Alea, the accomplisher singer-songwriter, has been impacted by the pandemic, much like other musicians around the world, but her artistry never stopped. The Colombia-born and Bronx-based performer stayed busy during the past 18 months putting the final touches on her new album, Alborotá, which was recently released. She’ll celebrate these new songs at a special concert Friday, Aug. 27 at The Loft at City Winery in New York City.
“It feels really good to get to this point,” Alea said during a recent phone interview. “I think my idea around the album started around 2017. I had just moved to New York, and New York was brutal. I was working four jobs, doing so many different things. I couldn’t find much inspiration. How was I going to make it here? I started writing about the things that were making me really uncomfortable — at work, with other people, and things I didn’t feel I was speaking aloud about or that I was holding in. I started writing the songs.”
Those songs started to spill out, and they feature touches of cumbia, porro, currulao and huapango, with pop, Afro and savory Latin grooves thrown in for good measure, according to a press release. Over the past two years, listeners have had the chance to listen to a few of the singles off the new record, and one of the instant fan favorites is “Échale Sal,” named one of NPR Alt.Latino’s favorite tunes of 2020.
“Understanding a little bit of [my] culture helped me get a little bit more connected to my own spiritual release and to trying to heal all those silences that I felt weren’t only mine,” Alea said about the inspiration for Alborotá. “They came from my grandmother and my mother and the women before me, and every woman that I started having conversations with in that time were telling me stories that they had gone through. I’m kind of that kind of person that people tell things. It’s crazy the amount of stories I was hearing and that I was putting inside me. I said I need to put this into songs, so I started writing.”
These inspirations and stories eventually gathered steam, and then, in 2018, Alea lost her voice. She suffered from a vocal cord injury, and the silence put her new project into perspective. “I called a friend who has always been there to help me with conceptualizing, and we started putting thoughts to paper,” she said.

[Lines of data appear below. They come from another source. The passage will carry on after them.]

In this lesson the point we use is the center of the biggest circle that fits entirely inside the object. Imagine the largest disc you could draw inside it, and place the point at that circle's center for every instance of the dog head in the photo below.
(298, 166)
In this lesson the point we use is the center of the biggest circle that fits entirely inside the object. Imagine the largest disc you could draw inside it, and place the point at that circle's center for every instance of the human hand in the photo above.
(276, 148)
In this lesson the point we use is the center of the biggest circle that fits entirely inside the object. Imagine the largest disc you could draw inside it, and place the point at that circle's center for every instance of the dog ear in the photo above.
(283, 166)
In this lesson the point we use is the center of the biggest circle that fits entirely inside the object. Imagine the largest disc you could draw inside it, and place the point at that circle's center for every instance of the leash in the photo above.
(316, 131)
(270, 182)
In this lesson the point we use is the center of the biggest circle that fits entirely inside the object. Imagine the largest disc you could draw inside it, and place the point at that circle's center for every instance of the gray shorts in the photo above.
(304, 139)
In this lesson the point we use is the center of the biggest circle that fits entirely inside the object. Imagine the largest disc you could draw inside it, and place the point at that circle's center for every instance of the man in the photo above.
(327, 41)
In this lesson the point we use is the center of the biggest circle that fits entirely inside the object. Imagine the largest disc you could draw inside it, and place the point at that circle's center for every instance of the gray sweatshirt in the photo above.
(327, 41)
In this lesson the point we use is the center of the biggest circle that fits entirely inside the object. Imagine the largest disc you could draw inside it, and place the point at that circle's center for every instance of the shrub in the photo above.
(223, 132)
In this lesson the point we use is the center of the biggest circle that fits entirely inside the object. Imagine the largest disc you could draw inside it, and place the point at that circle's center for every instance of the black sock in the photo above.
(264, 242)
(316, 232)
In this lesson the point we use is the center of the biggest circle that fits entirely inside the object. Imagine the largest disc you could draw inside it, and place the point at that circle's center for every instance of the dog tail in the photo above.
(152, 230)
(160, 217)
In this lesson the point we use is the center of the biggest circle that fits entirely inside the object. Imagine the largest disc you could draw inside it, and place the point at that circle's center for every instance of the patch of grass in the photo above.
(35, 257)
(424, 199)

She eventually recovered from the injury, and the songs that emerged were deeply personal. For example, the title track is an anthem for womxn, and while writing the tune, Alea kept telling herself that she wasn’t “being too much” for the world or “needed to tone it down,” as she sometimes heard in her life. She was done with compromises and letting other people tell her how to live.

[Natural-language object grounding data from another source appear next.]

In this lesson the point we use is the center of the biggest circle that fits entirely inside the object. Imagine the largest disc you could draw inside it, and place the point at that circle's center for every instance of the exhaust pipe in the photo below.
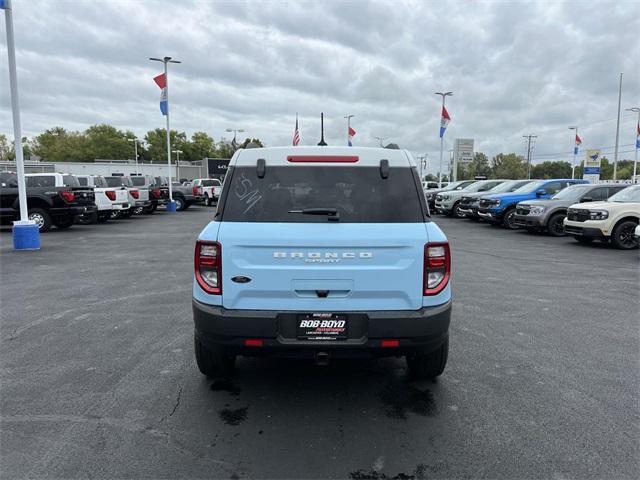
(322, 359)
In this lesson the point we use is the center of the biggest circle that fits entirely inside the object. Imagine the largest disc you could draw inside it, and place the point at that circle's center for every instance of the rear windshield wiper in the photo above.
(331, 212)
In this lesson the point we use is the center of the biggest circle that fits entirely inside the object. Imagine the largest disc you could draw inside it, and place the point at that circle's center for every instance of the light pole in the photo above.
(235, 131)
(349, 117)
(166, 61)
(635, 160)
(26, 234)
(177, 152)
(135, 150)
(615, 154)
(575, 151)
(442, 128)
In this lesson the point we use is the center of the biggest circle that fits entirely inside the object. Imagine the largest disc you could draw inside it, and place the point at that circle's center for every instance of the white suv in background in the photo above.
(208, 188)
(615, 219)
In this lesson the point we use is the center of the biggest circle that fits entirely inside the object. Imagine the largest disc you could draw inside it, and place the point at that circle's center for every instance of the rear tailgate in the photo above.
(291, 266)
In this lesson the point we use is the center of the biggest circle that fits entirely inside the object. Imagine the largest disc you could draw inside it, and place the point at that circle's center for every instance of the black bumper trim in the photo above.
(425, 329)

“So I started being comfortable with the idea of making others uncomfortable because as a Latin woman that’s not something you do,” the singer said. “There’s this pride in sacrifice, and culturally we really take it to another level.”
“Aire Gaujiro,” another song on the album, is a tribute to La Guajira, Alea’s “forgotten state” in Colombia that loves its unique form of country and folk music called Vallenato. And as the inspiration came, Alea turned toward her fan base and asked them for some help to make this dream a reality. She launched an Indiegogo campaign because she had a mass of ideas but needed some funding for the recording process.
“How was I going to make [the album], working four jobs, babysitting, doing all kinds of teaching music, voice, cafeteria, anything,” she said. “This Indiegogo ended up being successful. There were about 188 backers. Everybody was just so sort of supportive of how we were thinking of this. We only had a few songs back then. We only had three or four songs fully written. The rest were ideas that we had, scratch stuff, a little chorus there, verse over there. The rest of the album came by performing.”
After the funding came through, Alea connected with producer Sinuhé Padilla Isunza at Jarana Records. During the recording process, she appreciated his vast knowledge of Latin America folkloric music. “This man has traveled all over the world, especially in Latin America, actually living with these communities where this music was born,” she said. “He helped me land those rhythms and this new aesthetic of music that I had somehow in my head, but I couldn’t see it fully in front of me. We got together, and he said, ‘Yeah, I want to do this album. Let me produce it.’ Definitely I was very excited that somebody would even consider doing something so blind because it’s not straightforward. I wasn’t doing a pop album, or, oh yeah, I wanted to sound like this artist. When people ask me what do you sound like, I can’t really say.”
As Alea put it, she was making something out of nothing.
“Little by little people would find it and maybe like it,” the singer hoped. “I had to go through with it. It’s a very deep impulse and strength to keep at it after all these years.”